When Hyatt went public in 2009, talent strategy underwent a significant change. “When we went public I was a little naive,” he said. “I’ve been here long enough as a private company, I’d forgotten what it was like to be public. So we went public and all of a sudden a lot of stakeholders started to come at us. I had a lot of people in the religious community writing here and asking us what our position was on human trafficking around the World Cup in South Africa. How else do you answer that except to say, ‘Well, we’re opposed to it.’ I realized as a public company we can’t just know that we’re doing the right things. We need to have a framework, policies, things that demonstrate to the outside world that that’s what we believe.”
That type of wholesale move carries risk and can potentially impact how talent is viewed and strategy is executed. Lilith Christiansen, vice president and co-lead of the organization development practice at management consulting firm Kaiser Associates, said it can be easier to invest in culture and people programs in a privately held organization because there’s no need to defend the resource spending to outside investors.
“The fact that Hyatt made this transition in a successful way and we haven’t seen any bleeps in terms of news around a degradation of their service and culture says a lot,” she said. “I suspect it has something to do with how core their culture is to their success and their ability to deliver client service. It hasn’t been a place that investors have looked to make improvements or changes.”
Moving from a private, family-owned to a publicly traded company creates a different organization, said Mark Demich, vice president of leadership and organization development at Hyatt. Once the dust settled, Demich worked with Webb as well as other business and HR leaders to put together a global review process for top talent.

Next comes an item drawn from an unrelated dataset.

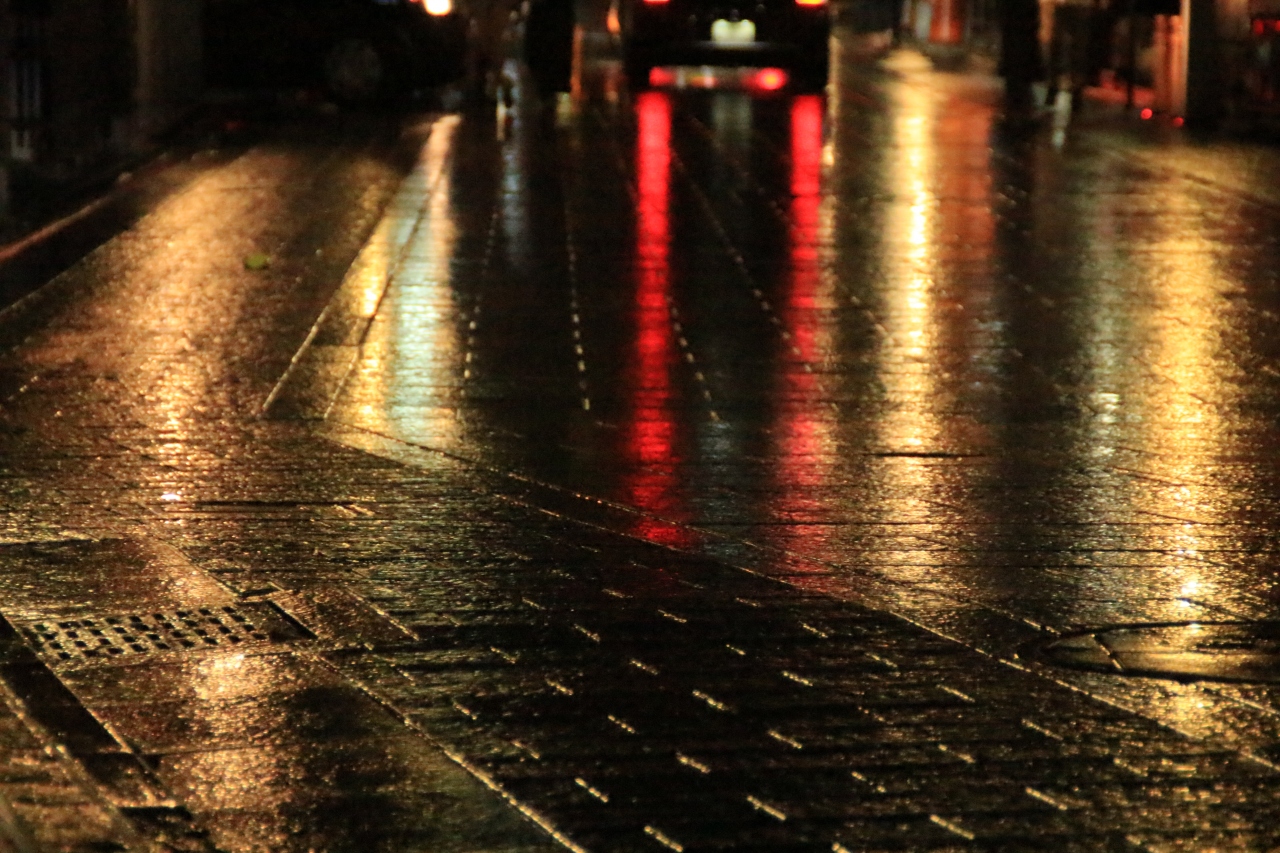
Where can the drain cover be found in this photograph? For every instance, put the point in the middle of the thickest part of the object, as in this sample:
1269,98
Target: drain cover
94,639
1185,651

“We have a base criteria on how we measure leaders, a process by which we do the measurement, and then we have the actual conversation with the executive team about all of the talent at that level to understand that talent from a succession standpoint, to understand how deep that talent pool is and where leaders across the organization might come from that we hadn’t seen before for future opportunities,” he said.
Leadership at all levels is fast becoming an organizational norm. Take the front doorman of Chicago’s Park Hyatt Hotel. “I love this guy,” Webb said. “He is the absolute personification of Hyatt and a leader in the company. I want 90,000 people just like him.
“The future is providing development for those 90,000 people so they can continue to be the stewards of our culture and of our brand, so that every time they come into contact with each other, with a guest, that guest or colleague walks away feeling more engaged, more loyal and more cared about than before the interaction. I’m trying to figure out how to bottle that. I haven’t quite gotten there yet, but that’s the goal.”